Monday, 10 November 2008
Abra-Kadabra
They say that magic is nothing more than an optical allusion, its purpose to distract from the truth, that something very simple is being concealed as something very difficult and confusing. Magic is something that conjures a thousand questions from an audience. And if everyone around you is asking questions about you does that make you magical? If you are something very simple and plain, but to others you are complicated and layered are you a magician or just mysterious? And what is about the magic that is so intriguing? It’s got everyone talking but nobody ‘knowing.’ Magic is something beautiful that we can see on and off screen; something that has spark and reality, something that has character and individuality. And magic would not be magic if it wasn’t unique. So we have to ask, if life is one big magic show, against all the odds how do we pull the rabbit out of the empty hat?
For any show, the practicing element is the most important. Run-throughs take months, the scripts, the movements, the changes, and the lights. All these things must come together to surface as a professional piece. But in life we have very little practice. There are no run-throughs; there is no real stage. It seems that life is an improvisation; an actor’s worst nightmare, on the spot, centre stage, lights, camera, action. Or is it? Could life be scripted? Could it be nothing more than an international soap opera? The story lines are all fitting and sometimes things happen in such weird coincidence that we assume that there must be some pattern somewhere. I look up into the dark nights sky and wonder is it up there? Is destiny reality?
If in life there are only a few that succeed, we have to wonder, much like the audience, how they do it? Why is it that they are always those who least deserve it? This is what makes us believe that destiny is real, because despite their shortcomings and histories and problems, someone always comes along and solves them, in a minute. No. In a London minute. All the while the pain of ‘making it’ and eventually ‘faking it’ consumes others. I plead that someone, somewhere can help and someone somewhere will pull me out of this hat.
Sometimes all we need is a little encouragement, and little belief behind us. If you’re not the only one hoping you’ll make it, then the extra push won’t seem that hard at all. But what if you are alone? What if no one believes in you? What if you question the belief in yourself? Has the show come to an end?
Setbacks are hard to deal with, especially when so many come in so short a period of time. We can’t go around winning all the time even though it appears some people do. Some have the money, some have the glory, and some have all of it. But we don’t always see all of it. We see what they want us to see. And that is magic. The element of surprise, concealing reality. Ultimately; acting.
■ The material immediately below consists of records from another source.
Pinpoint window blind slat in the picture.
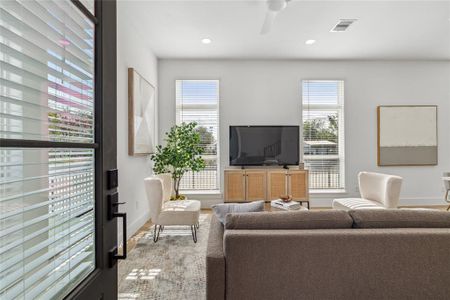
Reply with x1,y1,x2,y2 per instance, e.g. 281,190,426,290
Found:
176,80,219,190
302,80,344,189
0,5,95,300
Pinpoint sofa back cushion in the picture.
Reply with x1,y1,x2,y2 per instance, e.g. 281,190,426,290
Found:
211,200,264,224
225,210,353,229
348,209,450,228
But it should not comfort us that other people have the same problems. Because that doesn’t make our own problems any smaller. Instead we should just deal with it. Break down if we need to, break up if we can’t go on. If you share how to do a certain magic trick then people spread the word, share it with their friends and on and on. So in life, if we stop concealing our feelings and just do what we have to to solve our problems then people will share the solution just like a trick.
Everybody knows there is no business like show business, but what everybody doesn’t know is that show business is the business we’re all in. On this dramatic stage we call life, people enter and exit, magic happens, tricks are shown, lives concealed, connections, characters and creativity is built. But as glamorous as it sounds, it is an ugly business. We don’t all win, we can’t hide forever and just like the paparazzi follow the stars, there will always be those who follow our lives with intrigue and pick at it along the way. Life may be scripted or not, we simply shouldn’t care because scripts change, whole scenes get erased and themes emerge from nowhere. And if there is no one encouraging you then let the other side of the tightrope be your encouragement. From experience I know that if you’re alone you manage to get there somehow. I said at the beginning that I didn’t believe there were rehearsals for life, but I take it back. This post has made me realise that rehearsals are everyday. Because yesterday we rehearsed for today and today we’re training for tomorrow, and there’s no guarantee it will come, but the show must go on.